The infrastructure dataset contains 1,903 facilities extracted from Togo:
| Category | Count | Named |
|---|---|---|
| Hospitals and clinics | 695 | 648 (93%) |
| Fuel stations | 589 | 446 (76%) |
| Pharmacies | 382 | 340 (89%) |
| Police stations | 222 | 176 (79%) |
| Fire stations | 15 | 13 (87%) |
Data sources:
- OpenStreetMap via Overpass API (bounding box: 6.08°N–11.15°N, 0.15°W–1.80°E)
- UN OCHA Humanitarian Data Exchange (validated health facility dataset)
Deduplication: OSM and HDX records within 50m sharing the same category are merged.
OpenStreetMap ──┐
├──→ Pair Generator ──→ LoRA Fine-Tuning ──→ Blind Evaluation ──→ Results
UN OCHA HDX ───┤ 1,000 pairs r=16, α=32 Context withheld
│ 800/100/100 QLoRA 4-bit n=100
Scenario Params ┘ 12 types T4 GPU
- Base model: Mistral-7B-Instruct-v0.2
- Method: LoRA with QLoRA 4-bit (NF4 quantization)
- LoRA targets: q_proj, k_proj, v_proj, o_proj, gate_proj, up_proj, down_proj
- Rank: r=16, α=32, dropout=0.05
- Trainable parameters: ~0.4% of full model
- Optimizer: AdamW, lr=2×10⁻⁴, cosine decay, 5% warmup
- Hardware: Single NVIDIA T4 GPU (Google Colab Pro)
Scoring uses three weighted components:
- Facility grounding (50%): Exact name match from 1,903-entry dataset → 1.0; city/location token only → 0.5; no reference → 0.0
- Distance/ETA plausibility (30%): Values checked against ±50% of ground truth
- Rubric completeness (20%): Severity acknowledgment, dispatch action, constraint reporting
Statistical significance tested via McNemar's test on win/loss counts.
- Python 3.10+
- Google Colab Pro (T4 or A100 GPU) or equivalent
- HuggingFace account with Mistral-7B access
pip install transformers peft bitsandbytes datasets accelerateOpen yeye.ipynb in Google Colab and run all cells sequentially. The notebook handles:
- Infrastructure data extraction from OSM/HDX
- Instruction-tuning pair generation
- LoRA fine-tuning on Mistral-7B
- Blind evaluation and scoring
- Statistical testing and visualization
- Evaluation circularity: Training and test sets are generated by the same program — the model may have learned generator-specific patterns rather than geographic knowledge.

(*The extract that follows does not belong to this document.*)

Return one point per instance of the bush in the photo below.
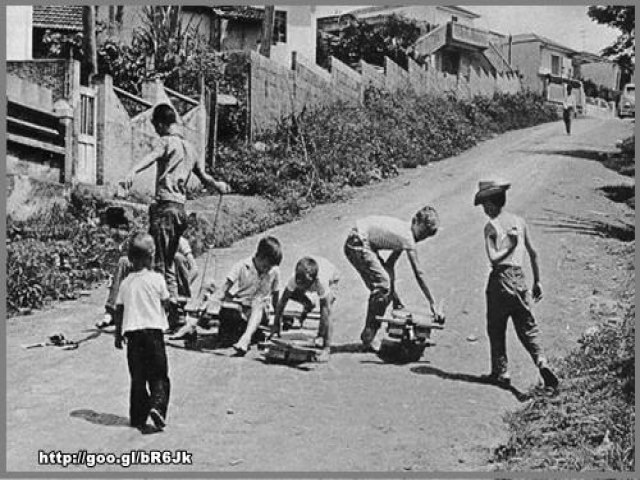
(312, 158)
(316, 156)
(590, 424)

- No human evaluation: Scoring dimensions are automated proxies; correspondence to expert dispatcher judgment is unknown.
- Synthetic data only: No real Togo emergency call transcripts were used.

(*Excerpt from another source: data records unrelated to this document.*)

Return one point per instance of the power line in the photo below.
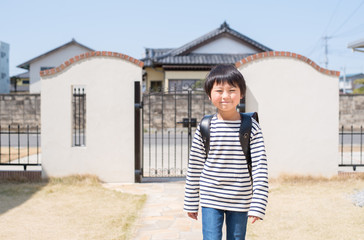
(332, 16)
(349, 17)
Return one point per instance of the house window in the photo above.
(155, 86)
(78, 116)
(45, 68)
(180, 85)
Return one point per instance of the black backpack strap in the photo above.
(245, 130)
(205, 132)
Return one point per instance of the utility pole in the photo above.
(326, 51)
(344, 78)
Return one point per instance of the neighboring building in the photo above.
(348, 85)
(186, 66)
(20, 82)
(357, 46)
(49, 60)
(4, 68)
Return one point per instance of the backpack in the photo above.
(244, 135)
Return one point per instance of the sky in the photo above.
(38, 26)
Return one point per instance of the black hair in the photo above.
(225, 73)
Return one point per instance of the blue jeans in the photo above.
(212, 220)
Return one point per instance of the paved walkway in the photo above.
(162, 217)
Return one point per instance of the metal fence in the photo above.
(351, 147)
(20, 146)
(79, 117)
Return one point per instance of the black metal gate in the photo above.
(169, 120)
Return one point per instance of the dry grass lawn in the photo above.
(67, 208)
(311, 208)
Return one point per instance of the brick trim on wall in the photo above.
(286, 54)
(89, 55)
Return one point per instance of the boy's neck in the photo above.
(230, 116)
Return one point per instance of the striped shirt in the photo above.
(222, 180)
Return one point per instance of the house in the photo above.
(349, 83)
(357, 46)
(20, 82)
(51, 59)
(4, 68)
(180, 68)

- Language gap: All prompts are in English; operational dispatch in Togo uses French, Ewe, Kabiyè, and other local languages.
- Resource-type confusion: The model sometimes dispatches the wrong resource type (e.g., police to a gas leak) — a safety-critical failure mode.

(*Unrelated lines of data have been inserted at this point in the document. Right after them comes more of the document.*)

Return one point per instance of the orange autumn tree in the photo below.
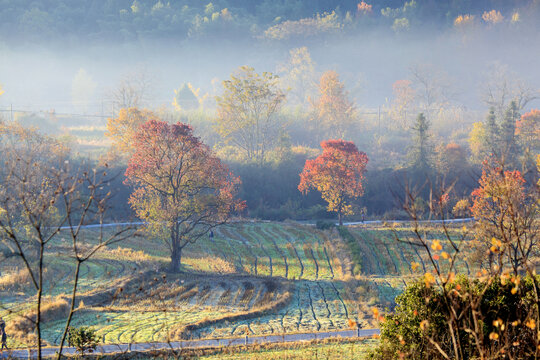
(506, 214)
(337, 173)
(181, 189)
(528, 133)
(121, 130)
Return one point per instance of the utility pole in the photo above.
(379, 119)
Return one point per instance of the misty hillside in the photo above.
(126, 20)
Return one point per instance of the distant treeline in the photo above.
(131, 20)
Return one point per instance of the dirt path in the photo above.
(193, 344)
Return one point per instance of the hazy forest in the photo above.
(178, 173)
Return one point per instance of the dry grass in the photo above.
(15, 280)
(133, 255)
(270, 307)
(21, 327)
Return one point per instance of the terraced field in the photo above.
(255, 278)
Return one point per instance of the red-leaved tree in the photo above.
(337, 173)
(182, 190)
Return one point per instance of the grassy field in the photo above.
(257, 278)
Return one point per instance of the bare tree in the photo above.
(41, 196)
(133, 90)
(501, 86)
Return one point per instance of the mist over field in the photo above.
(359, 177)
(38, 77)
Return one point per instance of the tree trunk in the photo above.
(176, 258)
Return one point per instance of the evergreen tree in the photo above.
(421, 151)
(492, 134)
(509, 146)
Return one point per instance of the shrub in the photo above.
(83, 339)
(421, 320)
(325, 224)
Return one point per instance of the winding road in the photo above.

- No RAG baseline: Retrieval-augmented generation was not compared.
- Single country, single model: Generalizability is assumed but not demonstrated.
| Source | License |
|---|---|
| OpenStreetMap | ODbL (Open Database License) |
| UN OCHA HDX | CC BY (Creative Commons Attribution) |
No personal data, emergency call recordings, or protected health information was used.
@inproceedings{yeye2026,
title = {yeye
: Adapting Large Language Models for Emergency Dispatch
in Togo Using Local Infrastructure Data},
author = {[Author]},
booktitle = {Deep Learning Indaba 2026},
year = {2026}
}This project is released for research purposes. See LICENSE for details.